No one rose to that level without him personally vetting their competence.
“Master Reynaud, Highness,” Minister Violette sniveled. The birdlike advisor to the French Cabinet possessed skills more political than technical, mostly in the blackmail arena. Violette was a despised tool and butt-kisser. “Reynaud is Master of Paris waterworks, sewers, and airlocks. He claims rogue wizards snuck into his innermost lair. They stole two laptops, a gravity wand, and a third-year acolyte. I felt you should hear from him directly.”
Schauble’s brows lowered in anger.
Reynaud gulped and shot Violette a look of terror. “Excellence, they disabled me with a stun gun! My defenses were flawless. The laser
web activated, and the automated guns. But they knew what they saw. They easily thwarted the measures. These were no ordinary thieves. Please. I have video.”
Schauble found this a lot to digest. First, he had his initial doubt answered. Like so many among the French isolationists, Reynaud’s accent was terrible, his English hard to follow. Once the Fürst parsed the words, what the man claimed lacked any credibility.

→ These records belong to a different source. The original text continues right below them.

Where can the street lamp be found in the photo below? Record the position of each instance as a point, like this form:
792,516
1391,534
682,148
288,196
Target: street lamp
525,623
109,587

Fürst meant Prince in German. Not the useless hereditary ceremonial type – that was a Prinz. A Fürst was a ruling prince. The distinction also sounded like First in English, which of course all wizards understood, their lingua franca – an oxymoron, given the execrable English of the French.
“Please, Excellence,” Violette interceded. “When you see, you will understand why I trouble you.”
The video – clearly edited, but only so as not to waste the prince’s time – showed a forgettable initiate leading unknown persons into the control room. A woman? She and another French speaker looked French enough, but their clothing made little sense. The prince was unable to assign a city to the other two men. The taller was conspicuously handsome, yet his complexion and features looked exotic. The shorter could pass as normal, an Italian perhaps, if not for the company he kept. And indeed, he was the one who suddenly pulled a stunner from his pocket and disabled Reynaud.
The prince insisted Violette replay twice, that he might catch subtle details.
They spoke English. Fluently, yet with a most un-British accent. They expertly dodged laser beams and rifled Reynaud’s pockets. They knew to seek a Faraday cage – by that name! – to shield the stolen laptops. His first thought was the sewer-master had been criminally remiss, to teach Faraday cages to a third-year peon. But it was the smaller English who reasoned that he must have such a thing.